America’s “elite three” fact checkers all bring an inconsistent approach to fact checks that address budget cuts. Specifically, PolitiFact, FactCheck.org and the Washington Post Fact Checker each defended the Democrats’ Affordable Care Act against the charge it cut Medicare. But each made sure that the Republicans’ 2017 budget proposals for Medicaid were understood as clear budget cuts.
The cases had some clear similarities. The Congressional Budget Office said the ACA cut Medicare spending from the current law baseline by about $500 billion over 10 years. The CBO estimated various Republican proposals would cut Medicaid spending from the current law baseline by $772 billion to $839 billion over 10 years.
The Democrat and Republican health care plans cut spending from current law baselines by hundreds of billions of dollars.
Fact checkers gave the Medicare cuts much different treatment than the Medicaid cuts.
On July 4, 2017, I published an evaluation of PolitiFact’s treatment of the ACA’s Medicare budget at the PolitiFact Bias blog, which I co-edit. PolitiFact tended to rate Republican claims that the ACA cut Medicare “Mostly False,” repeatedly arguing that the ACA didn’t really cut Medicare. Instead, went the argument, it reduced the rate of growth for Medicare spending.
On July 19, 2017 I used Twitter to explore and publicize the way the Washington Post Fact Checker, Glenn Kessler, had handled the same question. I embarked on that project after Kessler tweeted out his story on the way politicians mislead people on budget cuts made relative to a baseline. Kessler followed the same pattern PolitiFact had used. Kessler found the ACA simply slowed the growth of Medicare while Republican health care proposals cut hundreds of billions of dollars from Medicaid.
Finding the results for Kessler interesting, I surveyed fact checks from Annenberg Fact Check (FactCheck.org) to look for evidence of the same approach.
FactCheck.org used the same approach as the other two of the “elite three” fact checkers.
An inconsistency of approach counts as a huge blow against the credibility of a fact checker. When that inconsistency serves to benefit one political party over another, even more damage to credibility will result, as it counts as a strong evidence of fact checker partiality.

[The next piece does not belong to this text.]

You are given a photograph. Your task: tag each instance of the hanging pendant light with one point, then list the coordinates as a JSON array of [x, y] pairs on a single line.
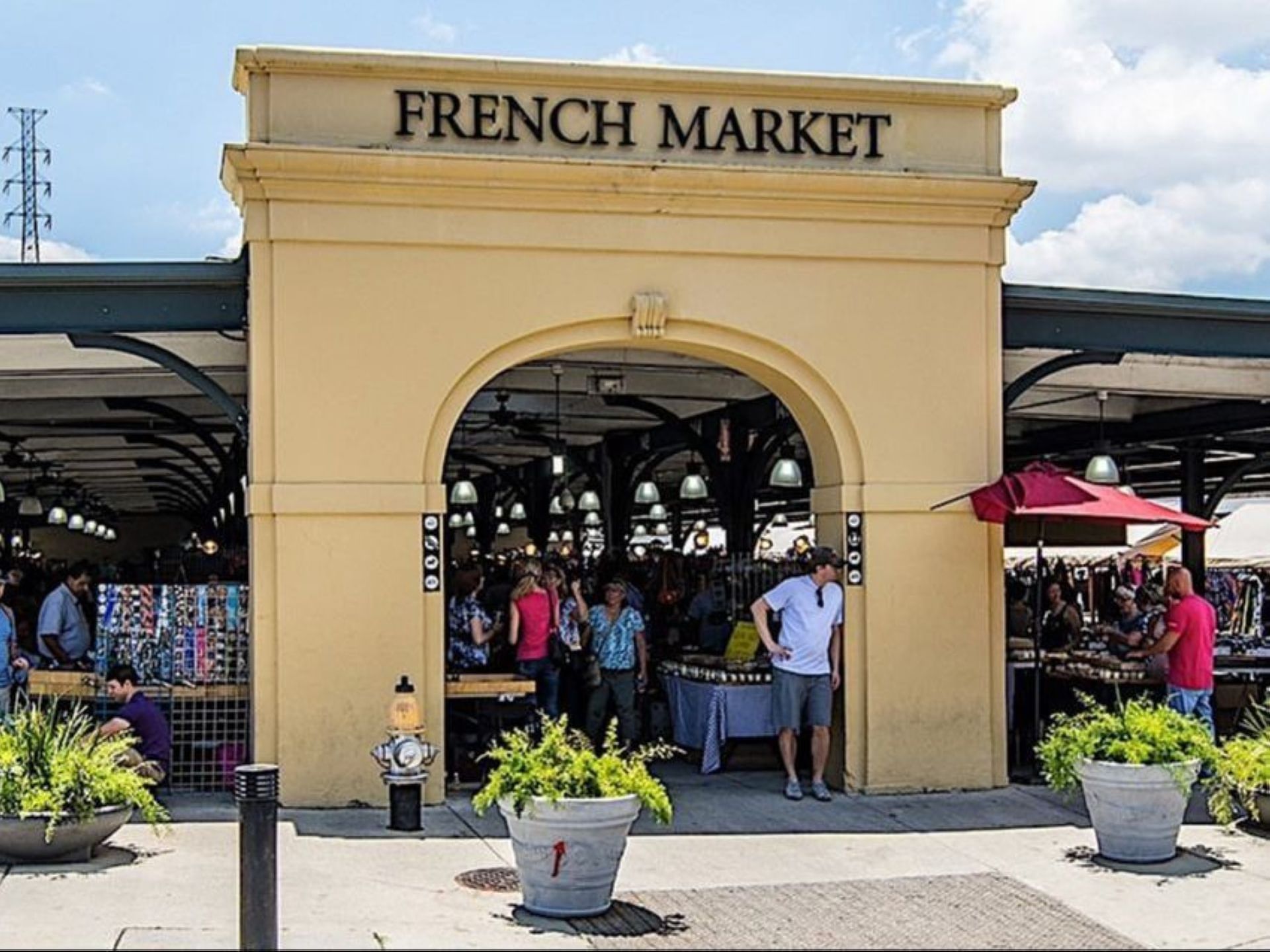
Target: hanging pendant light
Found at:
[[647, 493], [694, 485], [786, 474], [464, 492], [1101, 469]]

This strong evidence gets magnified still more by the fact checkers’ habit of ignoring substantive criticism. We have published these criticisms where each of the “elite three” fact checkers will likely notice it.
PolitiFact has not responded.
The Washington Post Fact Checker has not responded.
FactCheck.org has not responded.
Do the “elite three” want trust?
I offered a prescription (bold emphasis added):
(T)he prescription for building and keeping fact checker trust is minimize mistakes and maximize transparency. But I’m talking about both of those items in terms beyond what fact checkers ordinarily think of as adequate.
Provide all source information, including the text of interviews (questions and answers).
Realize that interviewing a handful of experts is not a reasonable way to establish a professional consensus.
Answer criticism. Make stupid criticism look stupid, if that’s a legitimate option (trying to make good criticism look stupid will backfire). Allow good criticism to result in changes to fact checks and/or the approach to fact-checking.
Making a systematic mistake that harms one political party more than another damages trust. Failing to address the mistake leads toward greater destruction of trust.
The “elite three” fact checkers need to either prove that this criticism was invalid or else clean up their act. Their future as trusted sources partly depends on it.
Cases similar to this one serve as the most likely explanation for the public’s low trust in the media. Ignoring the problem will not make it disappear.
We will update this post if we detect responses from any of the “elite three” fact checkers.